The Wisconsin Supreme Court ruled Thursday to allow domestic partnerships within the state while acknowledging a marriage between a man and a woman is distinct from a union between a same-sex couple.

Alliance Defending Freedom reported:

A group of taxpayers filed the lawsuit Appling v. Doyle in 2010 claiming that the legislatively created domestic partnerships were substantially similar to marriage. The taxpayers claimed that the domestic partnership plan, which Gov. Doyle proposed and signed into law as part of the 2010-11 state budget, was only available to same-sex couples and was, at its core, virtually identical to marriage.

In November 2006, 59 percent of Wisconsin voters approved Article 13, Section 13, of the Wisconsin Constitution, which reads, “Only a marriage between one man and one woman shall be valid or recognized as a marriage in this state. A legal status identical or substantially similar to that of marriage for unmarried individuals shall not be valid or recognized in this state.” In June 2010, the Wisconsin Supreme Court unanimously upheld the validity of the entire amendment’s enactment.

“Marriage benefits society – especially children – like no other relationship can,” said Wisconsin Family Action President Julaine Appling. “The uniqueness of that union is the reason marriage was established and the reason voters approved Wisconsin’s marriage amendment. Today marriage remains a one-man, one-woman union in Wisconsin.”

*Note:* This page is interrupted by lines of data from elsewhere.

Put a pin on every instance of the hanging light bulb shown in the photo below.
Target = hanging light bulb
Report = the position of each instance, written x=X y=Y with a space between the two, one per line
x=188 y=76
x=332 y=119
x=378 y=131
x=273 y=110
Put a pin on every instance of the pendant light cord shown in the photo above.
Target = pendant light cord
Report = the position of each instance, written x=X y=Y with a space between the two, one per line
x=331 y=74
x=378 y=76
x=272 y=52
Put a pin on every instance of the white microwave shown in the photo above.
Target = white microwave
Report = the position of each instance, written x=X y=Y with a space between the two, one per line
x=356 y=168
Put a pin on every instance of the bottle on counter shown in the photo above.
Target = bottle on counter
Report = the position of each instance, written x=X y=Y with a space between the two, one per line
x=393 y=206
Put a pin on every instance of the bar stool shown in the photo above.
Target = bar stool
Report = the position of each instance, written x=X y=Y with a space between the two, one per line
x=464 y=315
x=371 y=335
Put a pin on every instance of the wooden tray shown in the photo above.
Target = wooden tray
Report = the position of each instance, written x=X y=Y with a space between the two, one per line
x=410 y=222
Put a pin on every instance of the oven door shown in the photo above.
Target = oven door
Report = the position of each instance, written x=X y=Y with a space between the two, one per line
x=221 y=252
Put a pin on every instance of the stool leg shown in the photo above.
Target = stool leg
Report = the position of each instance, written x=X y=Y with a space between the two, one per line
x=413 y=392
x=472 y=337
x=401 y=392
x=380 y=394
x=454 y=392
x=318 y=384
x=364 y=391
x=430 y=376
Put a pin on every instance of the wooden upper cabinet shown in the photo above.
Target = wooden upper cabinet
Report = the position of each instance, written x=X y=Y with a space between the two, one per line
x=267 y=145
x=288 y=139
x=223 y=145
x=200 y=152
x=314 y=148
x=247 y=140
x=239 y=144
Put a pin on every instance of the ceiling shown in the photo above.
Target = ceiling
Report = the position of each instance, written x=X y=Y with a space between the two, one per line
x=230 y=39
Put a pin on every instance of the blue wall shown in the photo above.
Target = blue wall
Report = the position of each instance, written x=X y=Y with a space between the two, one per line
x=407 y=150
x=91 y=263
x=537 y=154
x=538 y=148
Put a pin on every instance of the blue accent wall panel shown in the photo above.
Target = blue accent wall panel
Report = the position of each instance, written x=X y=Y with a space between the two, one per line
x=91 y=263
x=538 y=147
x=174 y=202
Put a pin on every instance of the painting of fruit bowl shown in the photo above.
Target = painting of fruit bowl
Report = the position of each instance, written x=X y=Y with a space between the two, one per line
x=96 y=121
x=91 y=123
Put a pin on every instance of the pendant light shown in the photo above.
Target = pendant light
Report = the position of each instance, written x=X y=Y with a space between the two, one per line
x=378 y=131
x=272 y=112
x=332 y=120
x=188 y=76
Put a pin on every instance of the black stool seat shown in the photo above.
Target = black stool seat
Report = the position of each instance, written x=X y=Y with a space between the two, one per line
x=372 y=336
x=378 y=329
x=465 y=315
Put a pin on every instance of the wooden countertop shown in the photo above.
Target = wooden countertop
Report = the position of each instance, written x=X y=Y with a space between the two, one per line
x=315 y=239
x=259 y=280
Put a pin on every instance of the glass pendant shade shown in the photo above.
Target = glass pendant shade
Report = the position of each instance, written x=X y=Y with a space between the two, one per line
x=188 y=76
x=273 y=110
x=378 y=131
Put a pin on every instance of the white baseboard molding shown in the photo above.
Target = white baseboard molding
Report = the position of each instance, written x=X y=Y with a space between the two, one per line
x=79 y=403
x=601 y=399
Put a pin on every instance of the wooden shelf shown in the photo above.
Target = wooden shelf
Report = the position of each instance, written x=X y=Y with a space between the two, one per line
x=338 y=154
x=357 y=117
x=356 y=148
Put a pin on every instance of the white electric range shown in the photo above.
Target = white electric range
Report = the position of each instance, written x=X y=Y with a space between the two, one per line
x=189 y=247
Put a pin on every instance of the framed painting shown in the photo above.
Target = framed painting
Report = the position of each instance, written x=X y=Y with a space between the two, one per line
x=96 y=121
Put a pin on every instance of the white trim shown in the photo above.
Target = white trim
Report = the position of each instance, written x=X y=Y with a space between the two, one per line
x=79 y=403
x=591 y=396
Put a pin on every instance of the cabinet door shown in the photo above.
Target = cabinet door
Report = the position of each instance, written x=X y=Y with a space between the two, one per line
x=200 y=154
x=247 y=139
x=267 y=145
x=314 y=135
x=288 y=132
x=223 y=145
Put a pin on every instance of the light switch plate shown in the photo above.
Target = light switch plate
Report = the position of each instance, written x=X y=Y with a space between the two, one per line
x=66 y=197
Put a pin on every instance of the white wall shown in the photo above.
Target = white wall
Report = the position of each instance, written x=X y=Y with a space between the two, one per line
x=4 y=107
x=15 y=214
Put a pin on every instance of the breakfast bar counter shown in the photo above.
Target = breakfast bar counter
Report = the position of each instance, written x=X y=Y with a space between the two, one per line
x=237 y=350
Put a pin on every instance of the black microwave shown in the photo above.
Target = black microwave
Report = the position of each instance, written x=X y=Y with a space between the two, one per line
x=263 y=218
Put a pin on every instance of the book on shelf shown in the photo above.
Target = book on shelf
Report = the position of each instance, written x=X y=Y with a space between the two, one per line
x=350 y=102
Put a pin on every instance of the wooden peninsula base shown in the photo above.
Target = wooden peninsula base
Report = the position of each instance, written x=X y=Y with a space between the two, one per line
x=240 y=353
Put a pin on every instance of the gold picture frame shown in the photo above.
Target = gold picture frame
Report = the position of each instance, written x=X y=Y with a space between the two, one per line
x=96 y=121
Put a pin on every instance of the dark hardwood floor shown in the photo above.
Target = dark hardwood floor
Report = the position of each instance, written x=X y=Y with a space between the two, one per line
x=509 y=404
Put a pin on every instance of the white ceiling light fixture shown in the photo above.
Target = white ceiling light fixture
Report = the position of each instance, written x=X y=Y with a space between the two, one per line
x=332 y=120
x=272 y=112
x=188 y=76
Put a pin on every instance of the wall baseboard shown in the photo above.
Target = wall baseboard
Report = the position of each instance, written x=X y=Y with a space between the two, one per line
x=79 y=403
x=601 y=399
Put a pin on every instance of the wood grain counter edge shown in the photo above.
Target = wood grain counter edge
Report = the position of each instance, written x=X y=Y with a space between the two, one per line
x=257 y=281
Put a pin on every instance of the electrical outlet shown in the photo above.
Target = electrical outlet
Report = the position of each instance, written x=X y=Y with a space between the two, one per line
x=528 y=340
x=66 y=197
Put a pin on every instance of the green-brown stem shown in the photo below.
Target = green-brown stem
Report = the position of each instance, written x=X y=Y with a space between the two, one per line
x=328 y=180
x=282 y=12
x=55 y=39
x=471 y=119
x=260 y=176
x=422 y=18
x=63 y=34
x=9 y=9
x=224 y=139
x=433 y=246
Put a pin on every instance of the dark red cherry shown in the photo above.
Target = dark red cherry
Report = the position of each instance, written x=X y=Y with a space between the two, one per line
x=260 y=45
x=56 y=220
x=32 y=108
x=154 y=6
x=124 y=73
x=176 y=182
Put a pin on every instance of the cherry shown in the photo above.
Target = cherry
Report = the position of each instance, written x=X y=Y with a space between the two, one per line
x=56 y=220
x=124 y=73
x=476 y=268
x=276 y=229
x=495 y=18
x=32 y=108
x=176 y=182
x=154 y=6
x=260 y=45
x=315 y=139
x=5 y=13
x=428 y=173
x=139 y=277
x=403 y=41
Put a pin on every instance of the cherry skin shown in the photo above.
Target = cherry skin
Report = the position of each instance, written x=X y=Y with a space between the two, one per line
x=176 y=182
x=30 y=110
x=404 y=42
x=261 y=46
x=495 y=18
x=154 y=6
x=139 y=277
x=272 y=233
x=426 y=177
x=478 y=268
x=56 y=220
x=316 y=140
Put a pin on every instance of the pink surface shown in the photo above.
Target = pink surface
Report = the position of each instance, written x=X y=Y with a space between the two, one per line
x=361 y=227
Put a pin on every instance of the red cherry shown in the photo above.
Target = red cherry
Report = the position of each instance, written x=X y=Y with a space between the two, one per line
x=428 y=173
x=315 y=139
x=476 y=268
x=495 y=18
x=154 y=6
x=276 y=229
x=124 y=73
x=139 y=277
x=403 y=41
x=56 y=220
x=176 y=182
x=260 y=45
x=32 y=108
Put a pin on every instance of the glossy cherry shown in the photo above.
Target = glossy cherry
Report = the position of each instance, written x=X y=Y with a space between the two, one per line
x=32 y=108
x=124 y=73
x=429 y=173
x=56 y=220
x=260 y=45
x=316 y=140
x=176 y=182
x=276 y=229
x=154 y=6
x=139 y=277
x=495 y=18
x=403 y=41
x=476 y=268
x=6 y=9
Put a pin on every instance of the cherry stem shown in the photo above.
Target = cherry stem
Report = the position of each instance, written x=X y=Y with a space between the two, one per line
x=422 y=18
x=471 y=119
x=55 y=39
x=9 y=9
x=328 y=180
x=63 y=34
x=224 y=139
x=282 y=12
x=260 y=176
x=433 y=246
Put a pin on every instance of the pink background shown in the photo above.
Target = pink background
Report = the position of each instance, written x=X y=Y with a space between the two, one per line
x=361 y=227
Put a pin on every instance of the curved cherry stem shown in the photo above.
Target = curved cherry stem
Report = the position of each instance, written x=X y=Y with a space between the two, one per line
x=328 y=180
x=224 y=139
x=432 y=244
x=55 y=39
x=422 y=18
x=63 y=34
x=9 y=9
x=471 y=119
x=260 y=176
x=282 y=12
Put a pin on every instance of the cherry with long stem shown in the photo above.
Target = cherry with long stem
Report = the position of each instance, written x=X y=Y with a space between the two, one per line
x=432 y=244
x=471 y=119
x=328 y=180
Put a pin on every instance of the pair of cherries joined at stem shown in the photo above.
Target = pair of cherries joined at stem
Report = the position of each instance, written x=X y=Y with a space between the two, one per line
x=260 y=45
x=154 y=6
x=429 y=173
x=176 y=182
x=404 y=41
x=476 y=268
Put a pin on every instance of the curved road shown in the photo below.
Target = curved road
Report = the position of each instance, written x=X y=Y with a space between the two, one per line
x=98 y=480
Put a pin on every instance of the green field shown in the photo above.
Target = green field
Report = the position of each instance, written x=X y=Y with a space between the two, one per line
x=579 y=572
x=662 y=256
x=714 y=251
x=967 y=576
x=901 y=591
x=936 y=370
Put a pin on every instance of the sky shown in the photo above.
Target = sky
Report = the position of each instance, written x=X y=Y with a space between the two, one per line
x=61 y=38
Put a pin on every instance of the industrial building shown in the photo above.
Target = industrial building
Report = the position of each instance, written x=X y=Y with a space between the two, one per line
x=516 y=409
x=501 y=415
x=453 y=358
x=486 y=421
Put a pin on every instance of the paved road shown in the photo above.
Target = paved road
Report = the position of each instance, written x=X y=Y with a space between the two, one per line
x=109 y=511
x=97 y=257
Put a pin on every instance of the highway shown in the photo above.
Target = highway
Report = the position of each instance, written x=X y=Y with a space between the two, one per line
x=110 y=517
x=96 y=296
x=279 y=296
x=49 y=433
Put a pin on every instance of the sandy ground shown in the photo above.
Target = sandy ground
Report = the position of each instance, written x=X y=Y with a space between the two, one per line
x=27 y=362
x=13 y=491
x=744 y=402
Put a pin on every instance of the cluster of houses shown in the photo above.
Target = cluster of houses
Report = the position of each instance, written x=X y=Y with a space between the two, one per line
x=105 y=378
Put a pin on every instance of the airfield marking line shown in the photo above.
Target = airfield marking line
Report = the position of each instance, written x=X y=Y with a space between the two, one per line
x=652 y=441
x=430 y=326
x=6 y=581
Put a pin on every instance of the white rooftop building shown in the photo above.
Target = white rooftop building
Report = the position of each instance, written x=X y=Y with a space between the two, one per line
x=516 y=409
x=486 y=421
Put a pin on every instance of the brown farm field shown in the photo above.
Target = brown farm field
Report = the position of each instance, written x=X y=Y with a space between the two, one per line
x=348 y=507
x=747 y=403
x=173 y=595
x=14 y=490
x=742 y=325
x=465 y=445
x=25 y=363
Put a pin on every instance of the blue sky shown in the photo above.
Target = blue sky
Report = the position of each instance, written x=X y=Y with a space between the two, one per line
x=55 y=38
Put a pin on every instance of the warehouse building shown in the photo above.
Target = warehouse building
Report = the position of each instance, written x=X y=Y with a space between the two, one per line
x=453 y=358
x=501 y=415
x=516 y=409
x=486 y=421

A recent Rasmussen Report found that 78 percent of U.S. likely voters believe the institution of marriage is important for society. Wisconsin created space for different forms of unions, which is essential, yet it still recognized that a contract between one man and one woman alone is a state-sanctioned "marriage."

At the state-level, marriage is a vital union to ensure a future population and state growth through childbirth.

The very definition of a "society" states that it is a compilation of social relationships which operate for specific reasons on account of the common good. Wisconsin seems to understand this concept of tolerance very well.